People watching male and female sign documents.
Chargé d’Affaires a.i. Lisa Johnson and P.S. in the Ministry of Nat’l Security Carl Smith participate in the signing ceremony. (Photo State Dept.)

On Thursday, February 18, U.S. Chargé d’Affaires a.i. Lisa Johnson and Minister of National Security Dr. Bernard Nottage participated in the formal handover of two new police interceptor vessels built by Safeboats International for the Royal Bahamas Police Force’s (RBPF) Marine Support Services Unit.  The U.S. Embassy’s International Narcotics and Law Enforcement (INL) Section donated the vessels to increase the RBPF’s capacity to participate in end-game interdiction operations under Operation Bahamas Turks and Caicos (OPBAT).  The two new vessels are destined for George Town, Exuma and Matthew Town, Great Inagua.  Other officials in attendance included Minister of State for National Security Keith Bell, RBPF Commissioner Ellison Greenslade, and SafeBoats International Director of Business and Development in Latin America & the Caribbean, John Hotz.

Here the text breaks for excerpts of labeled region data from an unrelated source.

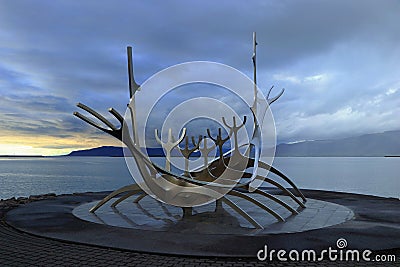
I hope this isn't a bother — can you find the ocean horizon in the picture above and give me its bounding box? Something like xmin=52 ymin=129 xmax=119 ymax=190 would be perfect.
xmin=0 ymin=157 xmax=400 ymax=199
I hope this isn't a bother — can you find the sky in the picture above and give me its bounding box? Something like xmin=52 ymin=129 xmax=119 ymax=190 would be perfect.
xmin=0 ymin=0 xmax=400 ymax=155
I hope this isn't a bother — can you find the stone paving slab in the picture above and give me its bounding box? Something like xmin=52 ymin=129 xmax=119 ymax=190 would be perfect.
xmin=0 ymin=191 xmax=400 ymax=266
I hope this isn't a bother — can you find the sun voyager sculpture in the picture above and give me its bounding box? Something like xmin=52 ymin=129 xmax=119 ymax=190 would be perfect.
xmin=74 ymin=33 xmax=306 ymax=229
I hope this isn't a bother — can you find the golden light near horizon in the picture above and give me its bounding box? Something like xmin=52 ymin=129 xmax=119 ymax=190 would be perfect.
xmin=0 ymin=135 xmax=120 ymax=156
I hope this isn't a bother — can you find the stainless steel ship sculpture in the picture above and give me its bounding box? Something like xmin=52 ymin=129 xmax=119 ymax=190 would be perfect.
xmin=74 ymin=33 xmax=306 ymax=228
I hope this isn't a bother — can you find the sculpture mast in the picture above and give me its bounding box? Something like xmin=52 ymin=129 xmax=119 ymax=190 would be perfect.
xmin=127 ymin=46 xmax=140 ymax=146
xmin=251 ymin=32 xmax=257 ymax=114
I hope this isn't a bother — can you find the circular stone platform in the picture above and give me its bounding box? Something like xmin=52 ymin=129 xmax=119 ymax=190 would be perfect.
xmin=6 ymin=190 xmax=400 ymax=257
xmin=73 ymin=194 xmax=354 ymax=238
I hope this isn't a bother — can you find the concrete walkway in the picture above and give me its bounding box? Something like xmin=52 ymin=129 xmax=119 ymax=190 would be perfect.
xmin=0 ymin=193 xmax=400 ymax=266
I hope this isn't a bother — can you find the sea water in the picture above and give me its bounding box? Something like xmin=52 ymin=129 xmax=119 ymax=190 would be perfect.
xmin=0 ymin=157 xmax=400 ymax=199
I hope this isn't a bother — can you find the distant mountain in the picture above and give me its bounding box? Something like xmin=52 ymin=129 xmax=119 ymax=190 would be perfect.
xmin=276 ymin=131 xmax=400 ymax=157
xmin=67 ymin=130 xmax=400 ymax=157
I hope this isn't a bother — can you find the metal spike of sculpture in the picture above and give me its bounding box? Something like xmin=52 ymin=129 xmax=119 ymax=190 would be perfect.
xmin=74 ymin=33 xmax=306 ymax=228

In her remarks, Chargé Johnson highlighted that the United States and The Bahamas have a longstanding history of counternarcotics cooperation under OPBAT, adding that the U.S. Embassy was proud to continue to support RBPF participation in OPBAT with resources provided through the Caribbean Basin Security Initiative.

People on a boat.
U.S. and Bahamian officials tour Nassau harbor onboard one of the 410 Apostle Interceptor police vessels. (Photo State Dept.)

“We expect that these vessels will build further on OPBAT’s already solid track record of seizing illicit narcotics,” the Charge said, adding that joint U.S.-Bahamian work in countering trafficking continued to produce tangible results.  “In 2015, OPBAT operations in The Bahamas led to the seizure of 637 kilograms of cocaine and 26.6 metric tons of marijuana, including over 17,000 marijuana plants, and resulted in the arrest of 76 drug traffickers.”

With two more vessels deployed, the Chargé said she hoped to hear about additional record breaking interdiction, including in maritime operations in and around Exuma and Inagua.

The U.S. Embassy’s INL Section also has provided ancillary equipment, such as boat lifts, trucks, and trailers, to support the safety and maintenance of the vessels, and has scheduled operator and maintenance training to promote sustainability in the deployment of and care for the vessels.